‘Earthen Shades’ – Shanti Panchal
‘Earthen Shades’ – Shanti Panchal
16 September 1988 - 29 October 1988
An exhibition of sensitive paintings by Shanti Panchal, whose distinctive watercolours once seen, can never be forgotten. His work focuses on the various events of his childhood that took place in rural Gugarat in Western India.
Panchal made his bid for freedom at the early age of fourteen leaving his village bound for Bombay to study art. Panchal’s father had wanted him to train as an engineer but Panchal had always been attracted to painting even as a child where he decorated the walls of the village homes with the scenes from everyday life, mixing red and brown clay with white powder to make paint.
He draws strongly from El Greco’s depiction of the tortured spirituality within man, and also felt the need to distance himself from his home-perhaps a sense of displacement to examine more thoroughly areas of experience that would have been explored differently had he not settled in England. Although his expatriation was voluntary, it was nevertheless painful and traumatic.

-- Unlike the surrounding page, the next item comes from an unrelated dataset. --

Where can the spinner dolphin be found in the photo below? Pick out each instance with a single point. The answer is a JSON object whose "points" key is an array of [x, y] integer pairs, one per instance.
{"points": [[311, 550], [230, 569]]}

Since coming to London with a British Council Scholarship in 1978, Panchal has not only established himself as a successful artist, but has also closely involved himself with a number of challenging community projects in schools and hospitals.
Panchal has held three one-man exhibitions in London and his group shows have included The Royal Academy Summer exhibitions, The Whitechapel Open and The John Player Portrait Award exhibition at The National Portrait Gallery. In 1986, he won a GLC ‘Spirit of London’ award and in 1987 he was a prizewinner in the John Moores Liverpool exhibition.